Continuous proactive outreach and education is necessary to help drive patient awareness of the need to use therapy and improve adherence. This information is retained better when served up in comprehensive, digestible chunks rather than in a single training episode. Rather than wait for inbound inquiries, clinicians and DMEs should feel empowered to call, email or text patients and caregivers who are in constant need of up-to-date information. This will not only help keep the involved parties informed, but can also help reduce patient anxiety.
While education from the point of diagnosis is necessary, we should not forget that the patient may be on a long journey and must continue to be engaged. With a chronic disease like COPD, conditions evolve and must be closely monitored (while also acknowledging that self management is key). It’s important for DME providers to be equipped with the tools they need to anticipate questions from patients or caregivers.
The patient journey is not linear; rather, it is multifaceted with many touchpoints along the way. This means that DME companies should be encouraged to digitize some of their processes in order to increase the efficiency, consistency and credibility of their COPD and NIV programs. These tools give providers the opportunity to stay in touch with their patient populations at every stage—whether they are just starting therapy, need their NIV programs augmented or are in the maintenance phase. This type of engagement can benefit patients suffering from other chronic conditions like obstructive sleep apnea, but is vitally important for COPD patients.

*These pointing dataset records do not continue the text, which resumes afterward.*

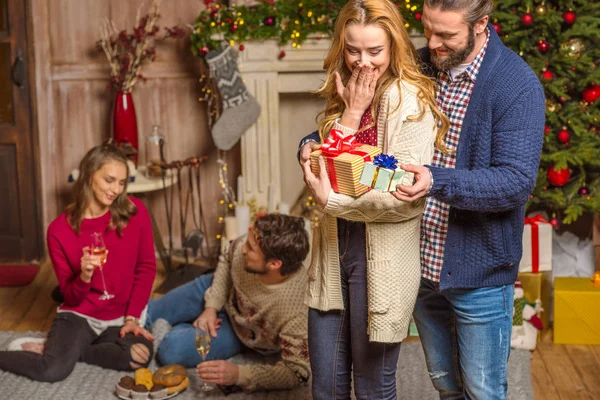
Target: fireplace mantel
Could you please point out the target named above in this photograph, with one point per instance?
(268, 76)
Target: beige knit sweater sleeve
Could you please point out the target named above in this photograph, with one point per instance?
(217, 294)
(292, 370)
(411, 142)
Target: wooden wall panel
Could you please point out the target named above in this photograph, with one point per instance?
(73, 108)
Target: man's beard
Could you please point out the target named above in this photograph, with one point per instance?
(455, 57)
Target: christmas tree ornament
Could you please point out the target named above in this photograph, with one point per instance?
(541, 9)
(573, 47)
(563, 135)
(569, 17)
(269, 21)
(543, 46)
(547, 75)
(240, 108)
(591, 94)
(558, 177)
(527, 20)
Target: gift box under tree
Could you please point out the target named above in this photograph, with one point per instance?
(576, 305)
(382, 173)
(537, 245)
(344, 159)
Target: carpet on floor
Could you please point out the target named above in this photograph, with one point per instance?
(88, 382)
(17, 275)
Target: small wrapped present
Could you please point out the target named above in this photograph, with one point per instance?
(345, 159)
(382, 174)
(537, 245)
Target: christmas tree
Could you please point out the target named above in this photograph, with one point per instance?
(560, 40)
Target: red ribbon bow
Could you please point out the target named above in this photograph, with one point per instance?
(535, 240)
(335, 145)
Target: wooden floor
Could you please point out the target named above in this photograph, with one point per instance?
(558, 371)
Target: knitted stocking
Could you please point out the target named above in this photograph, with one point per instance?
(240, 109)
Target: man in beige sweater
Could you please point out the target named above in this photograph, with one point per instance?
(254, 299)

Digital tools allow DMEs and clinicians to take note when a patient’s therapy might no longer be keeping up with the progression of their disease. With digital survey tools, providers have a scalable solution they can use to triage their patient base and identify therapy alternatives.
While we look for ways to improve the current processes to better deliver such solutions and programs, we must not forget that patient engagement does not begin and end with a single encounter. We must meet patients where they are on their health care journey to encourage continued adherence to treatment. Health care professionals should focus not just on delivering the right type of therapy and care each individual patient needs, but also the continued support they require to maintain a higher quality of life.